Em um voto lapidar que balizou os demais integrantes da Quinta Turma do STJ, o ministro Felix Fisher, relator do processo na Corte, foi categórico ao afirmar que a possibilidade de prisão após condenação em segunda instância sempre foi um entendimento pacificado na Justiça brasileira desde a promulgação da Constituição de 1988 até 2009 – e novamente a partir de fevereiro de 2016, em consonância com uma visão mais moderna do Direito penal e de acordo com aquilo que se pratica nas legislações das democracias mais avançadas do mundo. Textualmente, apontou o ministro: “O que se denota […] é que em diversas oportunidades antes e depois dos precedentes mencionados, as Turmas do Supremo Tribunal Federal (STF) afirmaram e reafirmaram que o princípio da presunção de inocência não inibiria a execução provisória da pena imposta, ainda que pendente o julgamento de recurso especial ou extraordinário”. A recente decisão do STF sobre o tema, tomada há menos de dois anos, não deixa margem para dúvidas.
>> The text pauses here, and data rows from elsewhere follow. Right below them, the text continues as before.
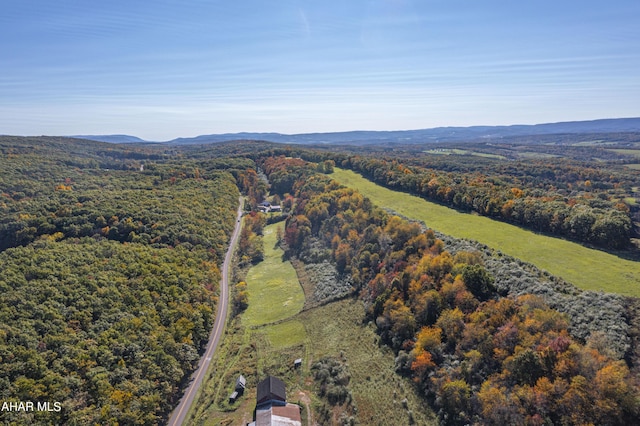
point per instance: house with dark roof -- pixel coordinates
(272, 408)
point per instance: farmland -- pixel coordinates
(584, 267)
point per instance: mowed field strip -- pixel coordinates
(274, 291)
(586, 268)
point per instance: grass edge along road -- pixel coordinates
(586, 268)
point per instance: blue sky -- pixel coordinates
(164, 69)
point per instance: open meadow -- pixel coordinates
(584, 267)
(272, 332)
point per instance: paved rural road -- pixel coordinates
(179, 414)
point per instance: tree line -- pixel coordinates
(476, 356)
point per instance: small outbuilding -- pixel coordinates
(241, 384)
(271, 390)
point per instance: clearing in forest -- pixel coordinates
(585, 268)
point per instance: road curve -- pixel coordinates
(181, 411)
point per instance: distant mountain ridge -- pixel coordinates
(111, 138)
(437, 134)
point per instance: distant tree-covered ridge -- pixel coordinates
(588, 209)
(110, 269)
(478, 357)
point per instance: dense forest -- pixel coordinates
(477, 356)
(110, 268)
(110, 258)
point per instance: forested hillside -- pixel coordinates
(110, 268)
(476, 355)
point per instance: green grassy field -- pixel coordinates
(254, 346)
(585, 268)
(274, 291)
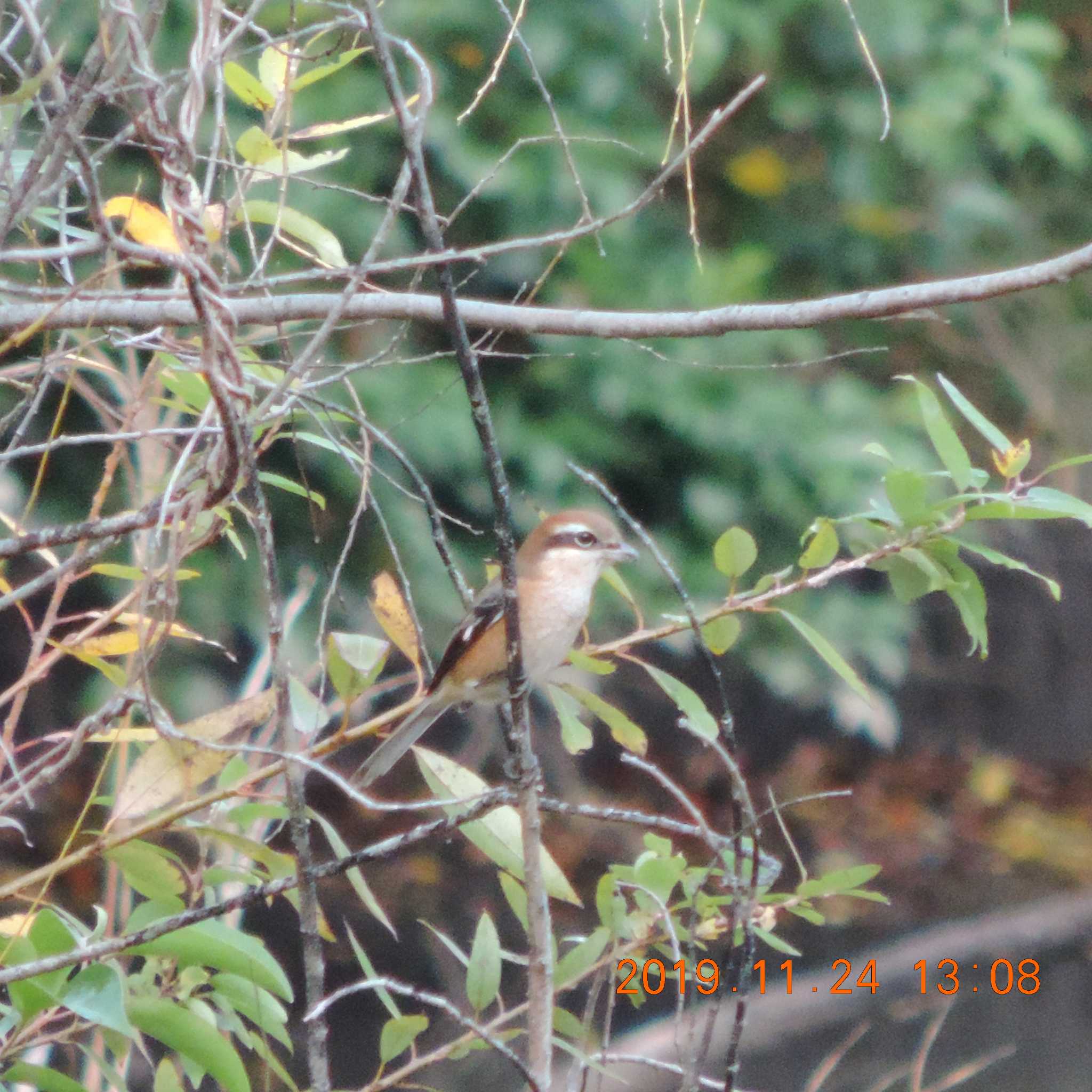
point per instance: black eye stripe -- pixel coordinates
(582, 540)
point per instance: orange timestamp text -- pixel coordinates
(946, 976)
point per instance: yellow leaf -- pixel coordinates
(761, 173)
(886, 222)
(131, 735)
(15, 925)
(144, 223)
(391, 612)
(274, 70)
(248, 86)
(174, 768)
(1011, 462)
(109, 645)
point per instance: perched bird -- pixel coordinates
(556, 571)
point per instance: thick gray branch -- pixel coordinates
(481, 314)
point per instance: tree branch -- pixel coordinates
(482, 314)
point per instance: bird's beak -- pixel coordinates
(622, 552)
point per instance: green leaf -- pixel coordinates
(622, 727)
(576, 735)
(354, 662)
(398, 1035)
(261, 151)
(300, 226)
(47, 936)
(41, 1077)
(308, 713)
(516, 897)
(322, 71)
(877, 449)
(975, 416)
(660, 875)
(808, 913)
(838, 881)
(823, 549)
(30, 86)
(131, 573)
(274, 70)
(869, 896)
(905, 491)
(219, 946)
(362, 957)
(166, 1078)
(146, 870)
(1014, 508)
(259, 1006)
(593, 664)
(192, 1038)
(1056, 501)
(98, 994)
(721, 633)
(913, 574)
(734, 553)
(498, 834)
(967, 592)
(775, 942)
(448, 943)
(578, 960)
(247, 86)
(1075, 461)
(354, 875)
(945, 440)
(828, 653)
(995, 557)
(609, 904)
(280, 482)
(483, 974)
(185, 384)
(697, 718)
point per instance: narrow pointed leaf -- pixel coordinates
(576, 735)
(698, 718)
(943, 436)
(248, 86)
(622, 727)
(996, 557)
(974, 415)
(827, 651)
(192, 1038)
(398, 1035)
(499, 833)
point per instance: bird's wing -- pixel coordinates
(486, 612)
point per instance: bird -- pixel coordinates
(556, 572)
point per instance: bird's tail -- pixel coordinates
(400, 741)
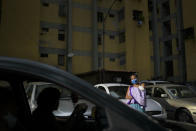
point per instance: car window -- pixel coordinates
(9, 108)
(65, 93)
(29, 91)
(102, 88)
(158, 92)
(148, 84)
(181, 92)
(118, 91)
(149, 91)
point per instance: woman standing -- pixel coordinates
(135, 95)
(138, 97)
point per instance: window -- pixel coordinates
(121, 14)
(111, 15)
(112, 59)
(149, 91)
(99, 39)
(100, 16)
(137, 15)
(189, 33)
(122, 61)
(112, 37)
(150, 25)
(150, 5)
(102, 88)
(61, 35)
(62, 10)
(43, 55)
(29, 91)
(0, 10)
(44, 29)
(45, 4)
(122, 37)
(99, 61)
(158, 92)
(118, 91)
(61, 60)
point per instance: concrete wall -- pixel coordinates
(19, 29)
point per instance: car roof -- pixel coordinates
(154, 81)
(165, 85)
(39, 83)
(111, 84)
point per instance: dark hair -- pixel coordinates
(134, 74)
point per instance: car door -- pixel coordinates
(103, 89)
(160, 95)
(110, 111)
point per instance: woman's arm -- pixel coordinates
(138, 95)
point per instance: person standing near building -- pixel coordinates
(135, 96)
(142, 89)
(133, 80)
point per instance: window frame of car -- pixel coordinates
(105, 90)
(168, 96)
(152, 88)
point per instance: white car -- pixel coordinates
(118, 91)
(154, 82)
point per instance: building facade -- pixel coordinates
(69, 34)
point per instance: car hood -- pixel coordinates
(151, 105)
(189, 103)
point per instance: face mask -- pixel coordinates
(134, 81)
(141, 88)
(11, 120)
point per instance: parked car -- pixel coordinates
(154, 82)
(66, 106)
(118, 91)
(178, 100)
(112, 114)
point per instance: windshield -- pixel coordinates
(181, 92)
(65, 93)
(165, 82)
(118, 92)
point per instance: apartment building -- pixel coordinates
(69, 34)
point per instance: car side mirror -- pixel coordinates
(148, 96)
(164, 95)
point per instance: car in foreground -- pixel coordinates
(66, 105)
(154, 82)
(178, 100)
(118, 91)
(112, 115)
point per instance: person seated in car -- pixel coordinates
(43, 118)
(77, 120)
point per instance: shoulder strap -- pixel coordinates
(135, 101)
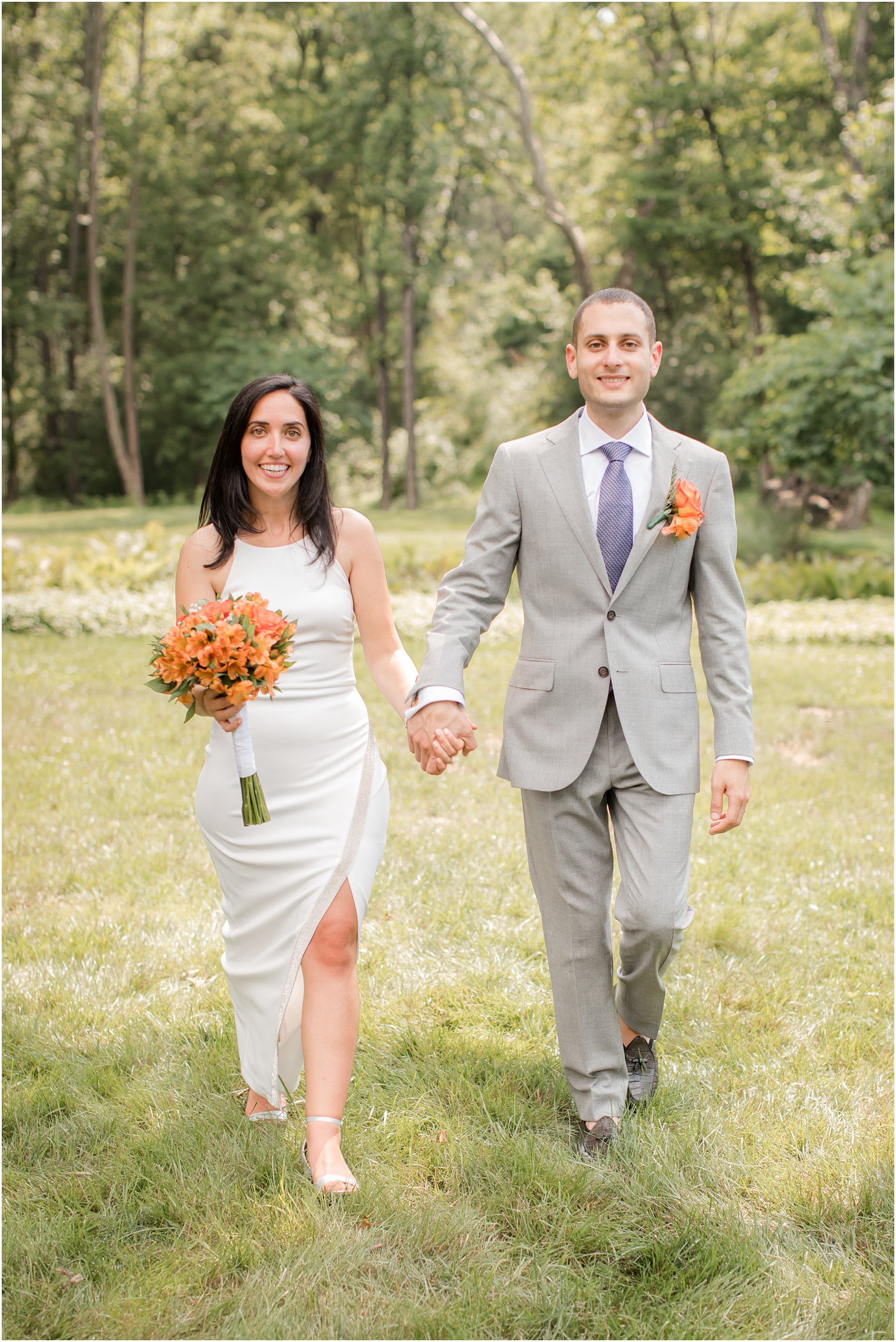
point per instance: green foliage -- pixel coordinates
(820, 403)
(817, 578)
(284, 149)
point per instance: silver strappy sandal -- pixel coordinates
(276, 1115)
(319, 1184)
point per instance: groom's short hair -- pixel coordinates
(615, 296)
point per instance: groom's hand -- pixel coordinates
(732, 780)
(443, 715)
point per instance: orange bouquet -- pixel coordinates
(236, 647)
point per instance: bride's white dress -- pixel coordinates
(328, 795)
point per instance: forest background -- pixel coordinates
(404, 205)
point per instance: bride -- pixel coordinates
(295, 890)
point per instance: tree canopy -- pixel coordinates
(352, 192)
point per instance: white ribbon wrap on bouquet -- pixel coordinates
(243, 747)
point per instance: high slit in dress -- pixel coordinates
(328, 795)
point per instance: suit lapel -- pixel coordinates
(666, 458)
(562, 464)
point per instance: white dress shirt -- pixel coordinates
(637, 466)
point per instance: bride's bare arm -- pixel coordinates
(358, 553)
(195, 583)
(393, 671)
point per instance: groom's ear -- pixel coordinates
(571, 361)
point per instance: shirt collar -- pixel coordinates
(591, 437)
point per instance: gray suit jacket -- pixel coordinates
(534, 517)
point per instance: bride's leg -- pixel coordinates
(330, 1027)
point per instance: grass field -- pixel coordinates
(753, 1200)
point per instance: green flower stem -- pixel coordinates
(254, 807)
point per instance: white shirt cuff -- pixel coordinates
(432, 694)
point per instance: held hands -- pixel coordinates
(732, 779)
(216, 706)
(437, 733)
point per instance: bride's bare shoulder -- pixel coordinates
(352, 525)
(202, 548)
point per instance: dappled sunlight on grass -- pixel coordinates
(753, 1199)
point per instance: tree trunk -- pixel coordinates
(410, 257)
(75, 335)
(410, 379)
(128, 467)
(383, 374)
(11, 442)
(858, 510)
(848, 93)
(130, 259)
(47, 344)
(554, 209)
(747, 261)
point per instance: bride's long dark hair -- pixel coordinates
(227, 504)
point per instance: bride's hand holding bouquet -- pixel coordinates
(216, 658)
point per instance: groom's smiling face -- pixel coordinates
(614, 360)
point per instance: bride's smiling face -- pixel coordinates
(275, 446)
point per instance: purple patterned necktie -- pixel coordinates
(615, 512)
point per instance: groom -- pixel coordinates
(619, 529)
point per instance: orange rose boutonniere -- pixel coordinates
(682, 512)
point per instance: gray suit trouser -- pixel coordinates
(571, 860)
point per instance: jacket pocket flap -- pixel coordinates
(532, 674)
(678, 678)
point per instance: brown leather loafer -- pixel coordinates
(643, 1069)
(595, 1141)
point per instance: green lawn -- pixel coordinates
(753, 1200)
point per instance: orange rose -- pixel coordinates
(689, 515)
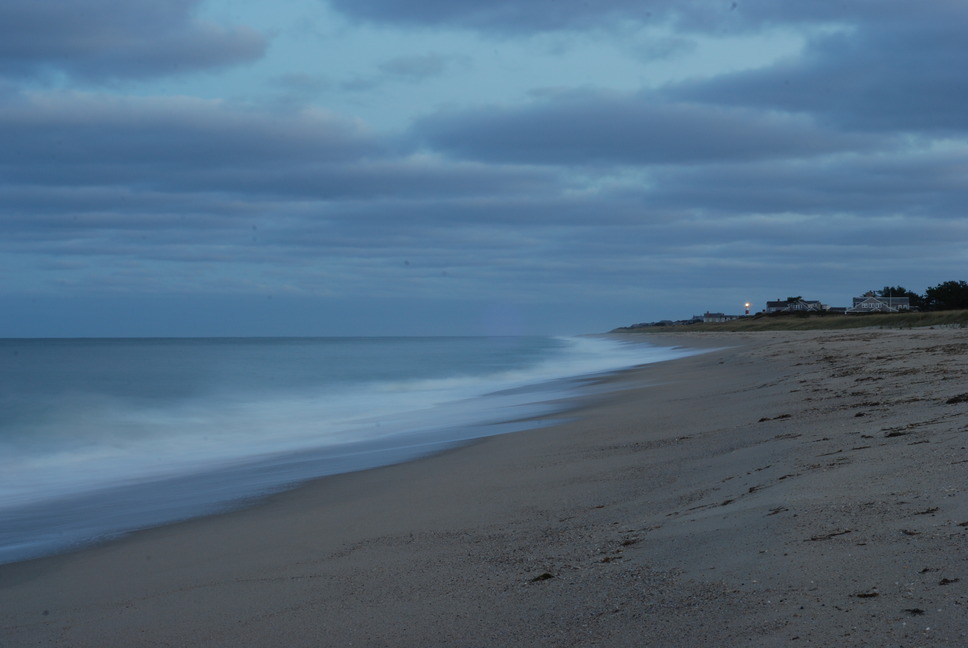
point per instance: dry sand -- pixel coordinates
(793, 489)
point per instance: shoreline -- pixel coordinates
(801, 487)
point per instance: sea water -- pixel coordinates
(99, 437)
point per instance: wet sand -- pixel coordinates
(802, 488)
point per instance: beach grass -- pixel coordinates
(817, 322)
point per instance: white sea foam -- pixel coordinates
(239, 436)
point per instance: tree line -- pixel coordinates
(948, 295)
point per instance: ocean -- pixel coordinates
(100, 437)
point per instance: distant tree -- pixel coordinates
(950, 295)
(916, 300)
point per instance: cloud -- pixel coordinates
(898, 71)
(513, 17)
(416, 67)
(108, 39)
(597, 128)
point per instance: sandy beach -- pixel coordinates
(797, 488)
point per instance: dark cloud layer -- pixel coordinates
(104, 39)
(615, 129)
(841, 167)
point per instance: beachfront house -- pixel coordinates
(795, 306)
(871, 303)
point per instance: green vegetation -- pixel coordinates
(817, 321)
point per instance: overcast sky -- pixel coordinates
(373, 167)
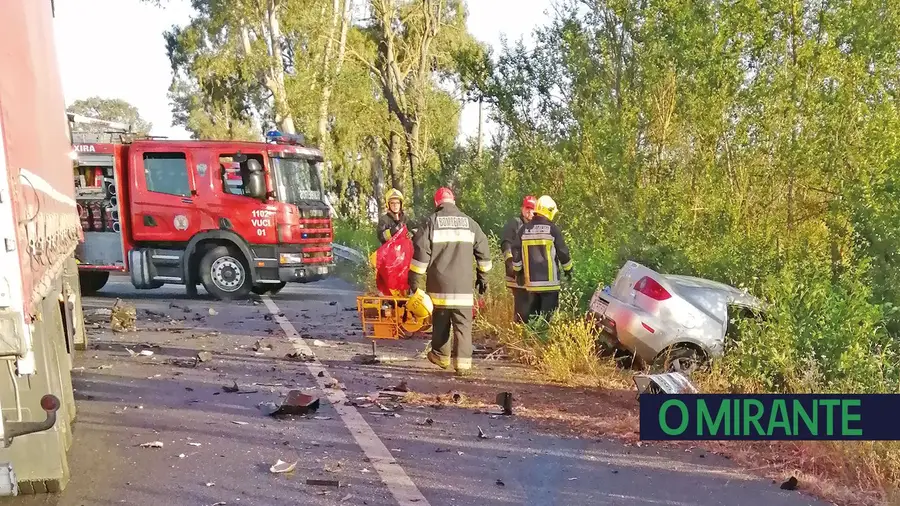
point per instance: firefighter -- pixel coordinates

É evidente que se trata de uma importante discussão na seara jurídica a respeito da interpretação do texto constitucional. De qualquer forma, se a Suprema Corte do país mudar o seu entendimento neste momento, transmitirá um péssimo sinal para a sociedade, em um indisfarçável casuísmo destinado unicamente a beneficiar um criminoso condenado. Seria inadmissível. Ninguém pode estar acima da lei.

É importante lembrarmos que o Poder Judiciário não sofre nenhum tipo de controle externo, ao contrário do Executivo e do Legislativo – submetidos periodicamente ao crivo popular por meio de eleições livres e diretas. A legitimidade da Justiça está sedimentada, fundamentalmente, no respeito e na obediência da sociedade às decisões dos tribunais. Saibam os ministros do Supremo que a credibilidade de que ainda gozam será duramente comprometida caso a Corte mude uma decisão que ela própria tomou anteriormente e acabe livrando Lula da cadeia.

Como se não bastasse todo o ativismo de alguns ministros da Suprema Corte, com descabidas declarações fora dos autos que têm gerado problemas para o próprio tribunal, agora o STF se vê claramente pressionado pelas forças ligadas ao lulopetismo para que mude uma decisão tomada pela maioria do plenário. Se isso de fato ocorrer, o Judiciário pode sofrer um descrédito muito grande junto à opinião pública.  Sabemos que Lula está fora do processo eleitoral de 2018 – e esta é a única certeza possível sobre as próximas eleições em função da Lei da Ficha Limpa, de iniciativa popular, aprovada no Congresso Nacional com o apoio enfático de todas as forças políticas e que foi sancionada, por incrível que pareça, por Luiz Inácio Lula da Silva. Segundo essa legislação, em caso de condenação por um tribunal colegiado, o possível candidato se torna “ficha suja” e fica impedido de disputar eleições. Quanto a isso, já não havia nenhuma dúvida. Agora, é preciso que Lula cumpra a pena à qual foi condenado duplamente, em primeiro e segundo graus, e comece a responder por seus crimes na prisão.

Suponhamos que um juiz, de forma isolada, em determinado momento possa até se equivocar e cometer uma injustiça na sentença. Entretanto, o que se tem até o momento no caso de Lula é um placar agregado de 9 a 0 contra o petista – contando as decisões do juiz Moro, dos três desembargadores do TRF-4 e dos cinco ministros da Quinta Turma do STJ. Todos se manifestaram contra as alegações apresentadas pelo ex-presidente.

Como todo cidadão brasileiro, Lula tem o direito ao esperneio e pode reclamar da decisão imposta pela Justiça. O que não se pode admitir é o Judiciário optar pelo tortuoso caminho do casuísmo para beneficiar o petista, como se ele merecesse um tratamento diferenciado. Estamos falando sobre um corrupto condenado. Um criminoso comum que deve responder por seus crimes. Que se cumpra a lei.